Archbishop of Canterbury Dr. Rowan Williams, the spiritual leader of the global Anglican Communion, addressed the General Convention on Thursday, cautioning against making decisions that could "push us further apart."
But on Friday, some Episcopal leaders pondered whether "sacrificing" gays and lesbians is worth securing unity with the rest of the global communion.
"Will we continue to sacrifice a portion of God's people for a false sense of security with those who don't want to be with us?" the Rev. Liz Zavanov of Hawaii posed, as reported by the denomination's news service.
The majority of Episcopalians who were randomly selected to speak on the resolution rejected B033. Few asked to preserve the resolution.
With relationships with the rest of the Anglican Communion still fragile, the Rev. Dan Martins of Northern Indiana said keeping B033 intact is necessary.
The Rev. Charles Holt of Central Florida argued, "We are damaging the body of Christ by insisting on our own way. This is not a faithful witness of the Gospel."
The few speaking in support of B033 may be reflective of the smaller number of conservative Episcopalians present at this year's General Convention.

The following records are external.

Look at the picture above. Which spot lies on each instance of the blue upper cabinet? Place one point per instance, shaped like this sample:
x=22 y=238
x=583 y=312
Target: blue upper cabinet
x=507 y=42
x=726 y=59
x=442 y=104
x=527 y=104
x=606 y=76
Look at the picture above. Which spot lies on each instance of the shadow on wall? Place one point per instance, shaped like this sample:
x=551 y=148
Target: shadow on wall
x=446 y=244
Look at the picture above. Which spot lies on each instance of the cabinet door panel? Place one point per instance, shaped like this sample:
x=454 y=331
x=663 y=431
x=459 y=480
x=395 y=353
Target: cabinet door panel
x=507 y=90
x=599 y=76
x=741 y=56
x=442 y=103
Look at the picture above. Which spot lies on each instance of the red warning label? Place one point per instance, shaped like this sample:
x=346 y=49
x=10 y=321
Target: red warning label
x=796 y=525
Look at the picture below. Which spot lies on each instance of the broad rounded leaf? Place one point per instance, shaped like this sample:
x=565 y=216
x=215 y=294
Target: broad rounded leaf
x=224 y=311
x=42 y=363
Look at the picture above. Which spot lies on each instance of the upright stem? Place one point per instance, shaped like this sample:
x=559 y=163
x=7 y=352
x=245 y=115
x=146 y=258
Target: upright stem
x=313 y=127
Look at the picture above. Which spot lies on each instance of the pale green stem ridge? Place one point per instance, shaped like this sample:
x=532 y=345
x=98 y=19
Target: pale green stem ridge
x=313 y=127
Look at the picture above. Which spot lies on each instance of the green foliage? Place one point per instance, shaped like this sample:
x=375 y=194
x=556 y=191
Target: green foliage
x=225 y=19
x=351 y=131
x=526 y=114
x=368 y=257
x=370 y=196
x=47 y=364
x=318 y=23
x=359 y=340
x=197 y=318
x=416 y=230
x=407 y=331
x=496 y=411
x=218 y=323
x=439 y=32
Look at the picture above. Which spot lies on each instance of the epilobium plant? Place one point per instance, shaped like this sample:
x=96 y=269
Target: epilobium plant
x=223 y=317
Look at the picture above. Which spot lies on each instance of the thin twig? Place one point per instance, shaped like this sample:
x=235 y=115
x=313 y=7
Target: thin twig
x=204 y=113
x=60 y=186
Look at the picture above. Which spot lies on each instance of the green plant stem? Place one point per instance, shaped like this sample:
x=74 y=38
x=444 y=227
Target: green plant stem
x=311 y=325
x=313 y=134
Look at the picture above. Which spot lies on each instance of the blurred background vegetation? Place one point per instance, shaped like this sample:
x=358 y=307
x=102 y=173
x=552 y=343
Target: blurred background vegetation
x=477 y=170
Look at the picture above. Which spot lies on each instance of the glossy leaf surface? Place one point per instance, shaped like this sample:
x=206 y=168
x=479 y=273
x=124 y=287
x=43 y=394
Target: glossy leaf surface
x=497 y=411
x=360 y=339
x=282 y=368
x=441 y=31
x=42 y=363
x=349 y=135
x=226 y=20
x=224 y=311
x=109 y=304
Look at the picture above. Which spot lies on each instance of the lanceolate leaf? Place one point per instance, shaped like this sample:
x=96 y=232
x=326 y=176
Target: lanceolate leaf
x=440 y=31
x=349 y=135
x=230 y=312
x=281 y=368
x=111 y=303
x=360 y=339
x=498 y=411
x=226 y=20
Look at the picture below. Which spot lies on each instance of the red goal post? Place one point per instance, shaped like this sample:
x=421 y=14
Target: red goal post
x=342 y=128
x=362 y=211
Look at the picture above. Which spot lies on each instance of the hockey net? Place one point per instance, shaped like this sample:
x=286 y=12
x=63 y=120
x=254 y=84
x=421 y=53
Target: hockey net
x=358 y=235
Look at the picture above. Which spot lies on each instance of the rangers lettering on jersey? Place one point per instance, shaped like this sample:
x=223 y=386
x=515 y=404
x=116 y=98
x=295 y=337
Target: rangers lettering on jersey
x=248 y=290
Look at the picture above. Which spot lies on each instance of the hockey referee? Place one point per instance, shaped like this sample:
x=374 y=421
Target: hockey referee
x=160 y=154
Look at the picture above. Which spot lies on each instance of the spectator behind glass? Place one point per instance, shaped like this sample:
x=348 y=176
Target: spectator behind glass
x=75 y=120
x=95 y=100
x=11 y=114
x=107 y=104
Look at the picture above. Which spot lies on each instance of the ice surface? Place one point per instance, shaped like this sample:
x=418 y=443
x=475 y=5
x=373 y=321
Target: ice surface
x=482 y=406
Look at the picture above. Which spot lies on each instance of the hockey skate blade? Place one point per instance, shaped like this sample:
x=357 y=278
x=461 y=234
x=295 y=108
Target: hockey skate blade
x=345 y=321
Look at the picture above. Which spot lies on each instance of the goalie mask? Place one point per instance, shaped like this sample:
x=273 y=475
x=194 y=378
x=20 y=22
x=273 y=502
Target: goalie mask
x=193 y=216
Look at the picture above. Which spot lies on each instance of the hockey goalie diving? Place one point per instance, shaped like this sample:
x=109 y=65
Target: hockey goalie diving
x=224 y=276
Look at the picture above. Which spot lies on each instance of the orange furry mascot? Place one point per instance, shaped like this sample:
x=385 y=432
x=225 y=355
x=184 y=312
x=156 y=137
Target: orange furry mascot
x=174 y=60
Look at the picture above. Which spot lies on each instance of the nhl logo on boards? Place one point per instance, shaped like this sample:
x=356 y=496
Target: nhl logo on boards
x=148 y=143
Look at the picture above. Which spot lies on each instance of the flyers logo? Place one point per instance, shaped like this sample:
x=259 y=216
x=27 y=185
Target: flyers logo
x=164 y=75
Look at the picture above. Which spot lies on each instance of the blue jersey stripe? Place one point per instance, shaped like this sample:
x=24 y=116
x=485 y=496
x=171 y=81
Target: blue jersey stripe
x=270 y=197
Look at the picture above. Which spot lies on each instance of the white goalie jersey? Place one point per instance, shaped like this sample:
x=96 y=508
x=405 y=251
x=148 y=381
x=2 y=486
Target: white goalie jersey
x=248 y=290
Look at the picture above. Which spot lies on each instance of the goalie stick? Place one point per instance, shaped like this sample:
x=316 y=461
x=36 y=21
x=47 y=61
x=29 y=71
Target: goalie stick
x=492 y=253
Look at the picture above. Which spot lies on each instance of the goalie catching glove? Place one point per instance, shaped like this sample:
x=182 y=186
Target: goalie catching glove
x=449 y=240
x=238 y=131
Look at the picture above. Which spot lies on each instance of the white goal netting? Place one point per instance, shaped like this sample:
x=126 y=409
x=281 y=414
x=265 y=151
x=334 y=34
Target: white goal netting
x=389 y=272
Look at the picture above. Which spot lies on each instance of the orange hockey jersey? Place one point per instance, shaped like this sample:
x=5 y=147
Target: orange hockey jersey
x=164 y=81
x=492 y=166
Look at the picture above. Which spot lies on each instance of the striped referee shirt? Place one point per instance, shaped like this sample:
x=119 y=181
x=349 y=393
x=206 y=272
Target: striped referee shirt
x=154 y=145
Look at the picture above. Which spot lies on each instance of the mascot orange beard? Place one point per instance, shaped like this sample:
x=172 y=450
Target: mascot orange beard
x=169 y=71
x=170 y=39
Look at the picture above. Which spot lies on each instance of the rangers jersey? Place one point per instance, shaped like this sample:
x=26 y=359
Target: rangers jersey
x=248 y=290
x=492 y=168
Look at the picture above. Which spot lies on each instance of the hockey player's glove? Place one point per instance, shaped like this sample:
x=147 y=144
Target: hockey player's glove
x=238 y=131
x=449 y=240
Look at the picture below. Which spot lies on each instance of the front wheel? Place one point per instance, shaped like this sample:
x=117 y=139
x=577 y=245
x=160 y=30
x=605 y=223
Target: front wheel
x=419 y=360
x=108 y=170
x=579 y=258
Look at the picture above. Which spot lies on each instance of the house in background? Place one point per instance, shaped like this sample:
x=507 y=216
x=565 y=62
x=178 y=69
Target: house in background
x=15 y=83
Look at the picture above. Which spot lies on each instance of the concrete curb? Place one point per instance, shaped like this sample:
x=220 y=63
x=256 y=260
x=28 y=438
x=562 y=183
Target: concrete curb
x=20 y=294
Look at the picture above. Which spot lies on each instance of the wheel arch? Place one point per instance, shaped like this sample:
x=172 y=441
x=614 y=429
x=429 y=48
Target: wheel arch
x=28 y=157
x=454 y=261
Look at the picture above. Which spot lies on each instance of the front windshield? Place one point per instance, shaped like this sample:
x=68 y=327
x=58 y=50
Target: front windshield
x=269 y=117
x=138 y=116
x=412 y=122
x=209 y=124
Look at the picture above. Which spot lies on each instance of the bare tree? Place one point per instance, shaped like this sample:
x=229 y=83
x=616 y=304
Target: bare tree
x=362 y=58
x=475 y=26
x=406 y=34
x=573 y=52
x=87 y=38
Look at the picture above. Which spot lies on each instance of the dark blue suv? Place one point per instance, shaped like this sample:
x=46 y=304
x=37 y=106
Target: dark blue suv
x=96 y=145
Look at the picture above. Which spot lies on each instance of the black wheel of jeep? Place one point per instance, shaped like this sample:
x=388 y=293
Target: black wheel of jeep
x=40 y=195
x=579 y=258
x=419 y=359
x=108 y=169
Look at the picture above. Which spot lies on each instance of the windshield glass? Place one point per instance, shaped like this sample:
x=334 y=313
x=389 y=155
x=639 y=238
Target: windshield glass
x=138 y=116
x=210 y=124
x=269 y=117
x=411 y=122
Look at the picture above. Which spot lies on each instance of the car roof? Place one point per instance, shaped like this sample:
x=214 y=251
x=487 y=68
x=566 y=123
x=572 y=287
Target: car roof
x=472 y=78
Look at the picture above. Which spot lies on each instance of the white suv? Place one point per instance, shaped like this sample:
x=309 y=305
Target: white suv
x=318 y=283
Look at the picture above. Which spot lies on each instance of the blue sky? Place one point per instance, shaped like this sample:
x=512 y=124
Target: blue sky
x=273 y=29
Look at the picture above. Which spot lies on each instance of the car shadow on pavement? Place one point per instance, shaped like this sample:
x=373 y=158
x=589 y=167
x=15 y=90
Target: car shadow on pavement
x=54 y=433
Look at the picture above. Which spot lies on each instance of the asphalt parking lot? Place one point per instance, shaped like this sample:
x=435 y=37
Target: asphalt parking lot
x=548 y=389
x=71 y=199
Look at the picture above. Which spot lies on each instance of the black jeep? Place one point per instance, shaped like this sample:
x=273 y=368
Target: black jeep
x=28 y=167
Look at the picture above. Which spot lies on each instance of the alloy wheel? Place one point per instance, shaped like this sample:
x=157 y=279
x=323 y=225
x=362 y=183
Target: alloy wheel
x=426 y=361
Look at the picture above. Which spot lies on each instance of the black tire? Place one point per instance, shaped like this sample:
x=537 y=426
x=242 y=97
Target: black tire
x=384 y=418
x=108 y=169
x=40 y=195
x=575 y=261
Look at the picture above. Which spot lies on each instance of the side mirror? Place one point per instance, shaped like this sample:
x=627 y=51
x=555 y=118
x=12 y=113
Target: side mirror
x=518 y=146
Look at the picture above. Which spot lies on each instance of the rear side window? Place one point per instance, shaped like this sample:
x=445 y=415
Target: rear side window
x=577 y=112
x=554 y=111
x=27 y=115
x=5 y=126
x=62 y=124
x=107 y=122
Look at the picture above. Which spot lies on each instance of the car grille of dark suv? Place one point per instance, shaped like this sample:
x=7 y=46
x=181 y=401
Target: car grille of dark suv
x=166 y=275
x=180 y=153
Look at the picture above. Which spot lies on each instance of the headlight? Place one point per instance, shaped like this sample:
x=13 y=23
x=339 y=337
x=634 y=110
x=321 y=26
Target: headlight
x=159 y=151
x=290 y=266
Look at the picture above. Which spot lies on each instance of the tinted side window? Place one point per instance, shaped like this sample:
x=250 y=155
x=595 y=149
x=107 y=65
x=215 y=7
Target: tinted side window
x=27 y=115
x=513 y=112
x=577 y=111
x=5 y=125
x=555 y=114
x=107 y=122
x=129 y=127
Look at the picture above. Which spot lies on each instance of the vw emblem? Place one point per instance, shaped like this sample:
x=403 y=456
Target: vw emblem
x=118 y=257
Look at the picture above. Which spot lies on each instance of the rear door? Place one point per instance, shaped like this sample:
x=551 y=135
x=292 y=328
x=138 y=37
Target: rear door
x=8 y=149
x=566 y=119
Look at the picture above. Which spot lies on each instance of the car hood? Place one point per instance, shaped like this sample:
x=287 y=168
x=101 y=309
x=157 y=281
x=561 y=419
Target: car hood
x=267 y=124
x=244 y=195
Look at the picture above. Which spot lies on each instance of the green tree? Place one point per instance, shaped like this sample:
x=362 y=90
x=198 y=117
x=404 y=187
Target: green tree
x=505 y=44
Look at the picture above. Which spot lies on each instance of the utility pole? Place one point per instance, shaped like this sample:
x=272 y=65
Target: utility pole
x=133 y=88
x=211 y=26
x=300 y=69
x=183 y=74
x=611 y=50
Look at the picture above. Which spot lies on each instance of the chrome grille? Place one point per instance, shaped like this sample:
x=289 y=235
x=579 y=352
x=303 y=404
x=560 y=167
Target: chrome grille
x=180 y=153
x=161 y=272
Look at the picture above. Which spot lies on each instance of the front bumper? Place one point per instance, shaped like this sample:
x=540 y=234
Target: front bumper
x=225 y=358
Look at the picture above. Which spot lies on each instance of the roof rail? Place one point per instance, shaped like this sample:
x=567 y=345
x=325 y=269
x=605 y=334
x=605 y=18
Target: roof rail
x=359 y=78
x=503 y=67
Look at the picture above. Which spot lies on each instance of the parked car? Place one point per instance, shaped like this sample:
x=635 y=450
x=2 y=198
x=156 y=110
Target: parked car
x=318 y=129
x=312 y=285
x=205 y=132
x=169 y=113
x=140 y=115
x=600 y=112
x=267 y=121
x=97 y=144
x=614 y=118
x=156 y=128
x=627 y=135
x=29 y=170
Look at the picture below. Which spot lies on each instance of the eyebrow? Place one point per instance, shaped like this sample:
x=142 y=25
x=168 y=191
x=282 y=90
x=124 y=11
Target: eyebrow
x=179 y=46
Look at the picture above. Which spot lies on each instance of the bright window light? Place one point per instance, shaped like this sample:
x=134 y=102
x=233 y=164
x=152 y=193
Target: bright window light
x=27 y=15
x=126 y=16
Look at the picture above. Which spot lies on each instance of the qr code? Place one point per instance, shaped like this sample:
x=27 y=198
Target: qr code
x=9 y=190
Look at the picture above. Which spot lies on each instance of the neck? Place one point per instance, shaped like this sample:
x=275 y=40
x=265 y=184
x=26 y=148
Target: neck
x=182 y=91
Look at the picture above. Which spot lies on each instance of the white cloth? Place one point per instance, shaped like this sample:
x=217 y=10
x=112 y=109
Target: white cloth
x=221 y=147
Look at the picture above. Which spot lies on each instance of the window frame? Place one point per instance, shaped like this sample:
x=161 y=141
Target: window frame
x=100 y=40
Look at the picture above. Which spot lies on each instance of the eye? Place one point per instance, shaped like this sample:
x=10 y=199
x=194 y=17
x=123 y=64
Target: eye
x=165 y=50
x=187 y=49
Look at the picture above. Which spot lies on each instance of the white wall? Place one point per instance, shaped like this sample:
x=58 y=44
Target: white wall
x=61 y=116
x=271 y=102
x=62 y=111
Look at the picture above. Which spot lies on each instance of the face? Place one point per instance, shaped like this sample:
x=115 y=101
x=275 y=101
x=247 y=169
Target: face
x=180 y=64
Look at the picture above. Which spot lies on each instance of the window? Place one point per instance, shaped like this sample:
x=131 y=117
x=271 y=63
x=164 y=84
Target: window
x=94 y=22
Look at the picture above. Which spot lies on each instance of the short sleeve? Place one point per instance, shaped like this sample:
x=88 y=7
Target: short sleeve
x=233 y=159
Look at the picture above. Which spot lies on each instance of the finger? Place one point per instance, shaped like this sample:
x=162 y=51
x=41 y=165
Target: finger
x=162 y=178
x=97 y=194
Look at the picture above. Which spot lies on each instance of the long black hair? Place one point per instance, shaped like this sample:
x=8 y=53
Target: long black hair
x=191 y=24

According to the Rev. J. Philip Ashey, Chief Operation Officer of the conservative American Anglican Council, says the number of orthodox "willing to stand against the tide of TEC's agenda is vastly reduced from previous conventions."
"With such a numerically diminished opposition, TEC leaders have a free hand to draft and pass virtually any legislation they like," Ashey said, reporting from the convention in Anaheim, Calif.
In addition to resolutions asking for the repeal of B033, the General Convention is considering proposals that would allow blessings of gay and lesbian unions in states where same-sex marriage or civil unions are legal.
Those in favor of blessing same-sex unions argued on Wednesday that it's a matter of simple justice and equality.
But others said it's not that simple.
If it were a matter of simple justice, it would be a "no-brainer," Sue Carmichael, a deputy of the committee on Social and Urban Affairs – which is considering the resolution – said.
"I just can't discount the Bible," she added, noting the struggle that many Episcopalians have with passages in the Bible that oppose homosexuality, as reported by the Episcopal News Service.
The General Convention opened on Wednesday and will conclude July 17.